Livnot basically organizes for volunteers to come and dig, hike and learn in Israel, and has been going for over 40 years. 20 years ago, they wanted to expand their operations and extend the building they bought in the middle of the Old City of Tsfat.
When they started renovating, one of the workers found an underground passage. After 20 years of digging, and 35,000 volunteers, Livnot uncovered a huge, 16 room community centre in their basement, that dates back to the times of the Ari, in the 16th century.

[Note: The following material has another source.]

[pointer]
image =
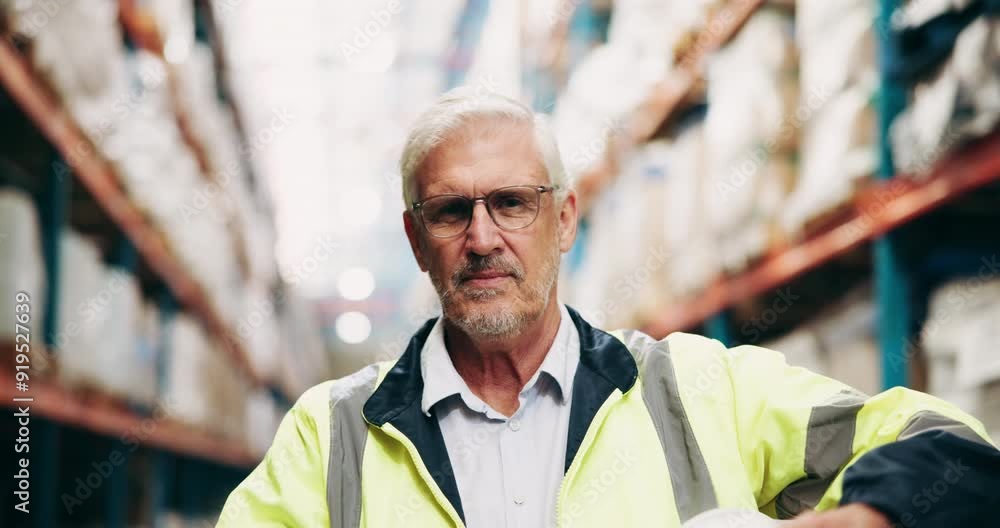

While they still have another 200 metres to uncover, they’ve fixed up around 6 of the rooms and give free tours around it on Shabbat. As well as a bunch of small, underground houses and water cisterns, we also saw the communal mikva, the communal kitchen (which contains a huge stone oven, that Livnot has got working again, and where you can come and bake challot), and a few other rooms besides.
Cool stuff!
All Shabbat, I was asking God for some direction, some spiritual inspiration.
It seems so hard to keep going at the moment, for a number of reasons.
When I heard the story of how Livnot found the Ari’s community centre – one of only three buildings from that time that remained standing, after the horrendous earthquake that struck Tsfat in 1837 – it gave me a lot of hope.
Sometimes, it can seem that the light is so covered over, so hidden under layers of dirt and decay. But I felt like God was saying all Shabbat: “Keep digging! Keep going! Sooner or later, you will hit the paydirt!”
It may take 20 years of hard work, but eventually it will pay off.